Tutto pronto per il riavvio di due reattori nucleari nell’ovest del Giappone: lo ha deciso il premier del paese Yoshihio Noda. Proprio in questi giorni è stata disposta la riaccensione dei reattori n. 3 e 4, messi fuori uso drasticamente dal sisma-tsunami dell’11 marzo 2011, durante la quale persero la vita oltre mille persone; la scossa più forte di 8,9 gradi Richter, seguita da varie di assestamento, aveva provocato il crollo di una diga nella zona dell’impianto di Fukushima, provocando un allarme nucleare.

“Abbiamo deciso a favore di questa opzione e i preparativi per un effettivo riavvio sono in corso ” ha dichiarato durante una conferenza stampa il ministro dell’Industria nipponico Yukio Edano; la decisione è stata presa dopo un lungo consiglio dei ministri durante il quale il capo del governo ha ottenuto il via libera dal governatore di Fukui, Issei Nishikawa, la cui prefettura ospita l’impianto di Oi e 14 dei 50 reattori presenti in tutto il territorio giapponese.

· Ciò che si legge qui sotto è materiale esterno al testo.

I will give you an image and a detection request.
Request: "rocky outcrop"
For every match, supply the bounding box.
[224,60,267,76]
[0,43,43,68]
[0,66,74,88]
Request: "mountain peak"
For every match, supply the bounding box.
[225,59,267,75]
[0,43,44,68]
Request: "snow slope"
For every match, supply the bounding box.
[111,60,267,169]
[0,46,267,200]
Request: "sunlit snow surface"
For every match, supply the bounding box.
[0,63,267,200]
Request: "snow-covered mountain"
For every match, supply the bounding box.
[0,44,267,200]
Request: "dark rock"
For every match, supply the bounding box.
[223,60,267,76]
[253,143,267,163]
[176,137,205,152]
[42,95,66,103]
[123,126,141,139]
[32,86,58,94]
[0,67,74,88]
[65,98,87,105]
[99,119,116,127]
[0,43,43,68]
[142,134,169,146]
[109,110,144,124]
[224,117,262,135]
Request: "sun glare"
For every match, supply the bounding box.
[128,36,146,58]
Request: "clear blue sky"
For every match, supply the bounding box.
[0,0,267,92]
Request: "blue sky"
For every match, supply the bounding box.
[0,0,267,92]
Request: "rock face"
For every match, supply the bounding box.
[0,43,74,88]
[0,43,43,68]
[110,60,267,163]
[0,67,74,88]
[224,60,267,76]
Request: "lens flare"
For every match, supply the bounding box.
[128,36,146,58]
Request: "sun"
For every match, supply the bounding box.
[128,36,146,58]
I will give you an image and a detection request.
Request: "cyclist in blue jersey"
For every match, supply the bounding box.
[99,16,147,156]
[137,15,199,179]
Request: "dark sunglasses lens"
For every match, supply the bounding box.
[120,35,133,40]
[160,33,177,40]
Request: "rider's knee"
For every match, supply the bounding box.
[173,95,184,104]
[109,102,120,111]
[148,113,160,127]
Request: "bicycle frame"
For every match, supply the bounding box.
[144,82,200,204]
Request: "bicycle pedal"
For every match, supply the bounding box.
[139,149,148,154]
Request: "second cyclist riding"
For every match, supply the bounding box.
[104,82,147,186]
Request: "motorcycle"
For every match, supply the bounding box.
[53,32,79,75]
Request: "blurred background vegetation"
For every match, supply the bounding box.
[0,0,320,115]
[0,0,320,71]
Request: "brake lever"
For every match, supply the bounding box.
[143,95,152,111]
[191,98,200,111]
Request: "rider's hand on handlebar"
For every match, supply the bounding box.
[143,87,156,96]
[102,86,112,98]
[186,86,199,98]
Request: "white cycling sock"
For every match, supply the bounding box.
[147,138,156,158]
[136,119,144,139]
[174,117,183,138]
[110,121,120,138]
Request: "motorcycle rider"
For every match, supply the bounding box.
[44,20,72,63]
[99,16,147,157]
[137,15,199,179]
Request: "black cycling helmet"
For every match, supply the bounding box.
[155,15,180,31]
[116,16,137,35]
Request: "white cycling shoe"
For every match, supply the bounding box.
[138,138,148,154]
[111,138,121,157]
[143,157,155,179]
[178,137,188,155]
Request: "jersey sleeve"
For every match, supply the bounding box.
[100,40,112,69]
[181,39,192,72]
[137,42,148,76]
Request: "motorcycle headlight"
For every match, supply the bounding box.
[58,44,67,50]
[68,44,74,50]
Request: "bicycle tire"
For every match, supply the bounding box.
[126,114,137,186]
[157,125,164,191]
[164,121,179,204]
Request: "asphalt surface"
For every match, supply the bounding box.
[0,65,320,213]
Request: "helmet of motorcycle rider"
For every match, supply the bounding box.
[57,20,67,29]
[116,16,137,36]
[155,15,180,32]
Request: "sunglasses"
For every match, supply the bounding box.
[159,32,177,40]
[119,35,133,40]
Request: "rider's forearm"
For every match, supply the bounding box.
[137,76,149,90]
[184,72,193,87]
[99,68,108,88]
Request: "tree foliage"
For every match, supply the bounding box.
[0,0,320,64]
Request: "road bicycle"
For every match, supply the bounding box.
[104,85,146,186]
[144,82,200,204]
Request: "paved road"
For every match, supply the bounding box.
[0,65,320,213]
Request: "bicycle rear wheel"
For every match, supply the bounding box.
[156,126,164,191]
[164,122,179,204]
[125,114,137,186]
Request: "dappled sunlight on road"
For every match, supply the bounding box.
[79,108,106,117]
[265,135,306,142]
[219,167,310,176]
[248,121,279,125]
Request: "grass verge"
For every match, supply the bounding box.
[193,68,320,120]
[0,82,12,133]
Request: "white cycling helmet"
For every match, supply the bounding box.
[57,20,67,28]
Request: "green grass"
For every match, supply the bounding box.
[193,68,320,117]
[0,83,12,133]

Le due unità della centrale di Oi sfruttate dalla compagnia Kansai Electric Power sono stati esaminati e controllati approfonditamente dall’Agenzia di sicurezza nucleare, da un comitato ad hoc e dai rappresentanti della comunità locale che hanno giudicato attualmente sicuri i reattori. Ora il Giappone potrà tornare a produrre energia nucleare: critica l’opinione pubblica, ancora scossa dal disastro nella centrale atomica di Fukushima, visto che il provvedimento e’ stato preso nonostante i dubbi di un’insufficienza di energia elettrica quando in estate i consumi aumenteranno per l’aria condizionata.

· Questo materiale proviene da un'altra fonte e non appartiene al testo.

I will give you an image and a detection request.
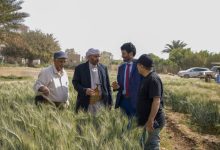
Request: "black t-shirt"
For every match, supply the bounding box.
[137,72,165,126]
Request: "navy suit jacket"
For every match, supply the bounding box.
[72,61,112,112]
[115,60,143,110]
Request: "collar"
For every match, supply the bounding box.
[89,62,98,68]
[52,65,64,75]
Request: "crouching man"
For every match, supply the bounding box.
[33,51,69,107]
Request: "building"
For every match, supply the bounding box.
[65,48,80,68]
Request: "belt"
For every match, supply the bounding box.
[89,95,102,104]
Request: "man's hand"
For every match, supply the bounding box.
[86,88,95,96]
[112,81,120,90]
[145,120,154,132]
[38,86,50,96]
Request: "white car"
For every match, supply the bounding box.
[177,67,210,78]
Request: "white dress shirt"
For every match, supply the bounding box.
[33,65,69,102]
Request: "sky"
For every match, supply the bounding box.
[21,0,220,59]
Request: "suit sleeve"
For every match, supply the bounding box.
[105,67,112,105]
[72,66,86,94]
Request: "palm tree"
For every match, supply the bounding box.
[0,0,29,43]
[162,40,187,53]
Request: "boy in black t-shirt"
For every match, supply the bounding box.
[137,54,165,150]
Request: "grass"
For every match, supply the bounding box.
[163,76,220,135]
[0,70,220,150]
[0,79,172,150]
[0,75,31,81]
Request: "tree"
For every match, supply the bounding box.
[0,0,29,44]
[162,40,187,53]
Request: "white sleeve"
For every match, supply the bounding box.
[33,69,50,93]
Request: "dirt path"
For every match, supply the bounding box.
[165,110,220,150]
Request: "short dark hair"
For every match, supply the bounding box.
[121,42,136,56]
[137,54,154,70]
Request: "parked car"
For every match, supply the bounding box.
[202,66,220,79]
[177,67,210,78]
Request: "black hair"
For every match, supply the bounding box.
[121,42,136,56]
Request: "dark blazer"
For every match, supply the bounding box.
[115,60,143,110]
[72,61,112,112]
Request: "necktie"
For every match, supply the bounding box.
[125,64,130,97]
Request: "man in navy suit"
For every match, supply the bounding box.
[112,43,142,117]
[72,48,112,114]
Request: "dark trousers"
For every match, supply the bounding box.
[119,96,136,117]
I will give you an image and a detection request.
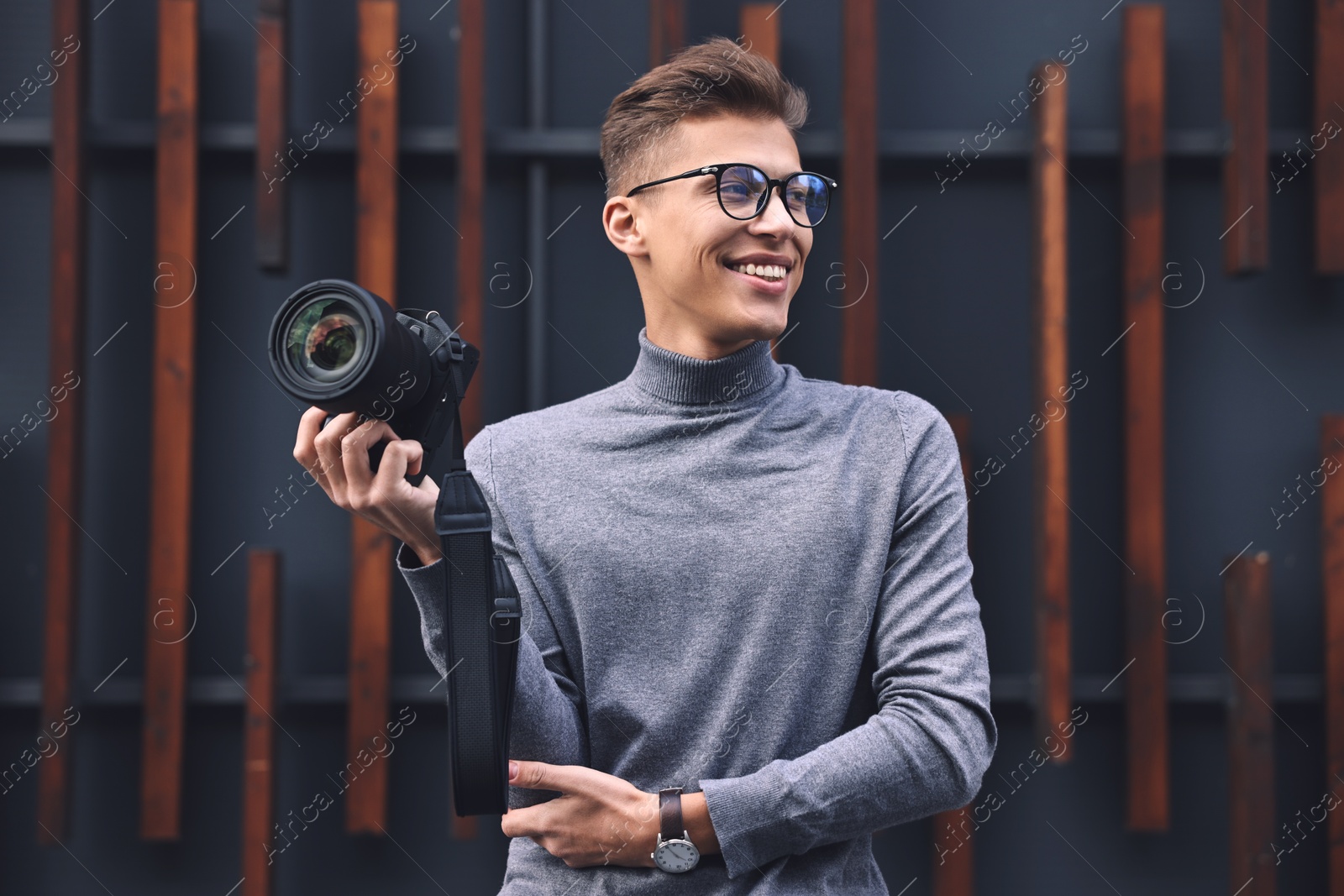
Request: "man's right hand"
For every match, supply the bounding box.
[294,407,442,565]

Nei pressi della residenza ufficiale di Noda nel centro di Tokyo, 500 persone hanno contestato il premier per l’avvio dei reattori con cartelli contro il nucleare. Noda, però, si è dichiarato felice della ripresa dell’attività affermando che “l’energia nucleare è necessaria per un certo periodo per rilanciare l’industria giapponese».